Three highly watched housing indicators were released at the close of summer last week, giving us a high-level view of how housing is performing. While sales of existing homes appear to be slowing, negative equity and the foreclosure market are improving substantially, thanks in part to increasing home values.
 
Let’s take a look at all three data releases below.
 
Pending sales slow
 
In the National Association of Realtor’s latest index of pending sales, we saw a 1.3% decline in July from June. However, the forward-looking indicator was 6.7% above the same month a year ago.
 
The pending sales index tracks contracts, not closings, but is closely watched as it is helpful in understanding immediate future sales.
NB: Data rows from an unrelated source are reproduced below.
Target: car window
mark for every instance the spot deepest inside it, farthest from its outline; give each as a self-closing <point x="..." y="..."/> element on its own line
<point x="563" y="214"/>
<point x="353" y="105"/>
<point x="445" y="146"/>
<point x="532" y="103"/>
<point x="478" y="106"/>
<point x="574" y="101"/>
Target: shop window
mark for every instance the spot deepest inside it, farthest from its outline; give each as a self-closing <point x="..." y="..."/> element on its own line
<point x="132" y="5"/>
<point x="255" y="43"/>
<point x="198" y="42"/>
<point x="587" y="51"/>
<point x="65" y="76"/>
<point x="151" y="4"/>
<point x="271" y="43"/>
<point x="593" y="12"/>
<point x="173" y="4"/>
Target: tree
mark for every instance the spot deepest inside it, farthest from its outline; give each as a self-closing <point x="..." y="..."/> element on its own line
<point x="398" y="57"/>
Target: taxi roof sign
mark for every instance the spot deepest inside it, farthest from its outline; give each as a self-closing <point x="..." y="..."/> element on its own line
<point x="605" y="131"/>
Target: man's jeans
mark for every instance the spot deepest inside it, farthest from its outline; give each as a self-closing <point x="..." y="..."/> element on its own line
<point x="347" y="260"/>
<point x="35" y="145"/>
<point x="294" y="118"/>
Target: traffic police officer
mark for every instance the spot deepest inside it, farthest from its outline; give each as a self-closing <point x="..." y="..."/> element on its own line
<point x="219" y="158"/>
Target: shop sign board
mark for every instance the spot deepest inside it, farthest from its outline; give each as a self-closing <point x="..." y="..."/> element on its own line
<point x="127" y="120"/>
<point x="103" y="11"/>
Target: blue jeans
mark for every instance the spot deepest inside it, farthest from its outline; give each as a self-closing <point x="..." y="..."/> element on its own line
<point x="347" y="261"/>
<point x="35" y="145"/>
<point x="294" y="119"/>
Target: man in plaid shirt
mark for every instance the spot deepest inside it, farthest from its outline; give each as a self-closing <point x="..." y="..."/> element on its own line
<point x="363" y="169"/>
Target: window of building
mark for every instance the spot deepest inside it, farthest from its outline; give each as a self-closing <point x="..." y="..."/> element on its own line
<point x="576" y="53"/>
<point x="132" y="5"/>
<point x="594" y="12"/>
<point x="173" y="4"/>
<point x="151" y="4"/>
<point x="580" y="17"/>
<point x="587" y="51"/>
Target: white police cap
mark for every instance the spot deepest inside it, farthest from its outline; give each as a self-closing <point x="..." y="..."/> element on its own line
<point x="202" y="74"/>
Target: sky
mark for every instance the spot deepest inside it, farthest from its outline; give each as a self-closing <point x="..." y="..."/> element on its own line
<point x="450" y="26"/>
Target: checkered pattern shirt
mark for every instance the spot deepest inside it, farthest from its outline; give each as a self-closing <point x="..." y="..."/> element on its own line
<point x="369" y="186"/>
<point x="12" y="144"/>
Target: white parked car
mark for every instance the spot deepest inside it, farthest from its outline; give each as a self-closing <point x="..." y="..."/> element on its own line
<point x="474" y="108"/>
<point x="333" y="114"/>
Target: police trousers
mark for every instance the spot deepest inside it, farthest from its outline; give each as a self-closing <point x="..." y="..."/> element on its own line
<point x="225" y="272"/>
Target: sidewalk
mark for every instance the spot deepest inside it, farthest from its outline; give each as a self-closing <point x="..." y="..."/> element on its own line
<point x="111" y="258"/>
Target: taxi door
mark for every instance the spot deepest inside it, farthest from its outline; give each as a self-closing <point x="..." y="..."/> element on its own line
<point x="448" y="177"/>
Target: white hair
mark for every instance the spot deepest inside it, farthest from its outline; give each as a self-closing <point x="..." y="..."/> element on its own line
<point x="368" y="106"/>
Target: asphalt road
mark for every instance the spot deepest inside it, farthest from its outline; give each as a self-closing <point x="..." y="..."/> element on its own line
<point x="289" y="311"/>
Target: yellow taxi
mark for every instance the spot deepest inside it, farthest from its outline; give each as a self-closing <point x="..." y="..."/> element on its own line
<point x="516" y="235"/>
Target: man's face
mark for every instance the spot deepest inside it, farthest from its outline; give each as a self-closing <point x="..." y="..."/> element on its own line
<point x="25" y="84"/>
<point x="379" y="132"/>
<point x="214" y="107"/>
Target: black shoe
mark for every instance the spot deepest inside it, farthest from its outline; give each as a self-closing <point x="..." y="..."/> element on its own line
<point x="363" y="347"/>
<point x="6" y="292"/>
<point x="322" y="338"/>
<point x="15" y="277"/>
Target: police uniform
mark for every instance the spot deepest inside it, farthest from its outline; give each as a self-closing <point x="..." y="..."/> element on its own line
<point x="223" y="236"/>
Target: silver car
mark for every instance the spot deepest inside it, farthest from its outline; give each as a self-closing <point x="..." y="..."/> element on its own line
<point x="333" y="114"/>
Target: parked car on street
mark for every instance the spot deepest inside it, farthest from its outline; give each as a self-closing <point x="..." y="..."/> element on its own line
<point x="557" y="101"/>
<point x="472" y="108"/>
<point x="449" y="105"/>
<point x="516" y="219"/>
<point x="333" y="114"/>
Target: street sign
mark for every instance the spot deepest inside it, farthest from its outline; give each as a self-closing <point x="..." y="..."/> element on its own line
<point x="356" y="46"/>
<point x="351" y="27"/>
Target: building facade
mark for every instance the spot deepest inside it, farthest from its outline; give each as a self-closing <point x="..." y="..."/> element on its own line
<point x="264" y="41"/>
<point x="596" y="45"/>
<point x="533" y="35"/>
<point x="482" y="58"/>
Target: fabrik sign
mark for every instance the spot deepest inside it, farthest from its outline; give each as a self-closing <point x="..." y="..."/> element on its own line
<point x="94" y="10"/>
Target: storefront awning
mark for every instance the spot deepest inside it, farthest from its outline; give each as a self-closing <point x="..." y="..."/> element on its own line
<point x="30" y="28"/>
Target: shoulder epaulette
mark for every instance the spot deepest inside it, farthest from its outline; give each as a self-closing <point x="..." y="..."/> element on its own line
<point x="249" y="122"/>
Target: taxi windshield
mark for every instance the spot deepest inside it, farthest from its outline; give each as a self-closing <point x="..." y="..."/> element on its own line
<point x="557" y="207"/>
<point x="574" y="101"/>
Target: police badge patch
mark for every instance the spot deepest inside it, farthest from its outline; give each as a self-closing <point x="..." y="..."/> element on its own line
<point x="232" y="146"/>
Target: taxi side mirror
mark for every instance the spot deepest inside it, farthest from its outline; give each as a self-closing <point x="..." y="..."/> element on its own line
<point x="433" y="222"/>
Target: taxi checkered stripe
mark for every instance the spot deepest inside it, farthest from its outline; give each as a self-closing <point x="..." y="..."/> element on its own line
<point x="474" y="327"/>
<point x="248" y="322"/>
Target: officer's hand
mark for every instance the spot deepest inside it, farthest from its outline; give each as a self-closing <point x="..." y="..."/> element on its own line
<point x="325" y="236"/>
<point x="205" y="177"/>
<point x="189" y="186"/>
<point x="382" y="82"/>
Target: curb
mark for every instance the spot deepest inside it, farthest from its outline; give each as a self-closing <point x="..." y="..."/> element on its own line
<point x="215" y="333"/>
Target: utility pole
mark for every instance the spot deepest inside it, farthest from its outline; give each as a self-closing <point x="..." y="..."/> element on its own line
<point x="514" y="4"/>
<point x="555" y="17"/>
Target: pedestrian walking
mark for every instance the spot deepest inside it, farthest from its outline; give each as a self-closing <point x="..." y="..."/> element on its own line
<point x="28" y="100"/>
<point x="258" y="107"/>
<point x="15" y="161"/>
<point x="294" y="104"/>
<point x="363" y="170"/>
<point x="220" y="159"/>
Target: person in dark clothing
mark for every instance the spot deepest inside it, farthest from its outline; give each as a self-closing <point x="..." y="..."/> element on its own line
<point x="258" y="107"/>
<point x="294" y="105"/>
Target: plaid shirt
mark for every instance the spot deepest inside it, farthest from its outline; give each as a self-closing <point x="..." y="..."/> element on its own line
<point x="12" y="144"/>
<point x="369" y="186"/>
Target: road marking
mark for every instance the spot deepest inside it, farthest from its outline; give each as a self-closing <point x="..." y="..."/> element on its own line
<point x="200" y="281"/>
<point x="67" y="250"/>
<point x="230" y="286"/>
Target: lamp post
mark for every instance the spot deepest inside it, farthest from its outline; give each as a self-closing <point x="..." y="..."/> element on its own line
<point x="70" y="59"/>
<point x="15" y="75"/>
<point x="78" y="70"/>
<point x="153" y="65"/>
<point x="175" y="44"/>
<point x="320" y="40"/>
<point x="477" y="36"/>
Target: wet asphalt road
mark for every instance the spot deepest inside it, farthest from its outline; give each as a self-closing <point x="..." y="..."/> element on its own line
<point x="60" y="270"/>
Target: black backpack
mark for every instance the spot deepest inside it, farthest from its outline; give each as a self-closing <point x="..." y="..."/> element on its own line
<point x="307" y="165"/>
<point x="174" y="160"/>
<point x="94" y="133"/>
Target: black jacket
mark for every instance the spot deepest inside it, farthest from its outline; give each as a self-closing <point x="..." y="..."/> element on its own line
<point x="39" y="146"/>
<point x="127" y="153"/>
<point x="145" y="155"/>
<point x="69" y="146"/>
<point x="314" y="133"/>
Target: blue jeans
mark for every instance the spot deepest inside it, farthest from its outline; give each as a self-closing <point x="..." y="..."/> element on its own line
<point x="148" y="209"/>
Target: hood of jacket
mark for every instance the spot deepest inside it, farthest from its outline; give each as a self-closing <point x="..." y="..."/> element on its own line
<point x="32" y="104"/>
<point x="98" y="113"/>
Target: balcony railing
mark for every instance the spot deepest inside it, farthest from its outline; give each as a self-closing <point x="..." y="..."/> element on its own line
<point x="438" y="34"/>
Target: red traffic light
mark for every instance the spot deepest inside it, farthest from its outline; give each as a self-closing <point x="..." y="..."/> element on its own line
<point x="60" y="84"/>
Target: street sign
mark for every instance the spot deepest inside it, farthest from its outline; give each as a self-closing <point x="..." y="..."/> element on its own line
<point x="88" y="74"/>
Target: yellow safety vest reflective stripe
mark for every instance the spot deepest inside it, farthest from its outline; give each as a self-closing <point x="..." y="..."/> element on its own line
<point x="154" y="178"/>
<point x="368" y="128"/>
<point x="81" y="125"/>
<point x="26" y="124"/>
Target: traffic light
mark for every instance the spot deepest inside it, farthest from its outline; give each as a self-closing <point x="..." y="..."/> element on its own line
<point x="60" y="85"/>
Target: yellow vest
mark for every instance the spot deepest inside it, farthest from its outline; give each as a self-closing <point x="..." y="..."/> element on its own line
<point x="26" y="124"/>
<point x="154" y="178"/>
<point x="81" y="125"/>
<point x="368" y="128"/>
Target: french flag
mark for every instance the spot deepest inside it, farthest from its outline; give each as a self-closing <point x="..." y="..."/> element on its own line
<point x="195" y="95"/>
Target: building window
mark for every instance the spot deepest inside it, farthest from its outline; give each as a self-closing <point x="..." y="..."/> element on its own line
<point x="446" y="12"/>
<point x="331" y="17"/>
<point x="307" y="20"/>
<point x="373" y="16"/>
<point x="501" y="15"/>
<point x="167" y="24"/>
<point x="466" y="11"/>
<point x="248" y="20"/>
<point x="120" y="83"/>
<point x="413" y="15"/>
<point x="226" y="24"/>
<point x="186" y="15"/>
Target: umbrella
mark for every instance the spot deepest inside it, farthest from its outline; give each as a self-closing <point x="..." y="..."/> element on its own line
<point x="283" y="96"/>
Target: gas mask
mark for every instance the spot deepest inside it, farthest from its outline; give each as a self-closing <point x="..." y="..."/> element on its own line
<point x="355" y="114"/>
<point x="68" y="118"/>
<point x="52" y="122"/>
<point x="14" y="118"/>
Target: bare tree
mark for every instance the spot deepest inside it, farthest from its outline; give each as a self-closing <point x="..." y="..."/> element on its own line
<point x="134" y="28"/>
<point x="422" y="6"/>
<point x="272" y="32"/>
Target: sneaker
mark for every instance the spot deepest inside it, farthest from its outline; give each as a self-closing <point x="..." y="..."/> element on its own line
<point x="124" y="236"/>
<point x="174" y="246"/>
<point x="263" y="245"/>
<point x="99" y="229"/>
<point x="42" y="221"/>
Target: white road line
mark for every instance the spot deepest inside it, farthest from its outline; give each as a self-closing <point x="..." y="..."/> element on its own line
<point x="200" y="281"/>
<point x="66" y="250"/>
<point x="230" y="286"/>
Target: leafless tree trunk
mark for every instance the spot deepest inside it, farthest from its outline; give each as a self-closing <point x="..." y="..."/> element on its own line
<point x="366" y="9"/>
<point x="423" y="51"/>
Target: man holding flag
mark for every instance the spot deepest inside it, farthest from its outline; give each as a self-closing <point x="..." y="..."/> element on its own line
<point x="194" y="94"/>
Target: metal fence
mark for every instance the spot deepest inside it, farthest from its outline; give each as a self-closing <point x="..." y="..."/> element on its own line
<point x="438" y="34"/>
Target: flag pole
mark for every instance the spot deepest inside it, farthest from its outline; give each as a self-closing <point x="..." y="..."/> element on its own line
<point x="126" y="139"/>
The monthly slip is no surprise, given the decline in available homes for sale.
 
Negative equity falls
 
Meanwhile, Zillow reports that the national negative equity rate continued to fall in the second quarter, dropping to 23.8% of all homeowners with a mortgage, or 12.2 million homeowners. That’s down from 13 million homeowners in the first quarter and 15.3 million at the same time last year.
 
Negative equity means a homeowner is underwater and owes more on their mortgage than the home’s current market value. It’s been a closely watched number in the recovery because so many markets and borrowers were and continue to be deeply affected by it.
 
Just how deep is negative equity right now? Nationwide, 57% of all homeowners in negative equity are underwater by 20% or more, and roughly 13.4% owes more than twice what their home is worth.
 
While Zillow says it could still take years for many homeowners to regain equity, the declining trend is good news for the market overall. Also, home values are expected to continue upward.
 
Foreclosure crisis over?
 
In another good sign for housing, foreclosure inventories fell 32% in July compared with the same month a  year ago, according to the latest numbers released by CoreLogic.
 
In July, 949,000 homes were in some stage of foreclosure, down from 1.4 million last year.
 
In closing, we all expected the summer of 2013 to be a great one for housing – with the one challenge being low inventory. The numbers now support that theory.
 
The question now is how the markets will perform through the end of the year. Inventory, interest rates and home values will be the hot numbers to watch this fall.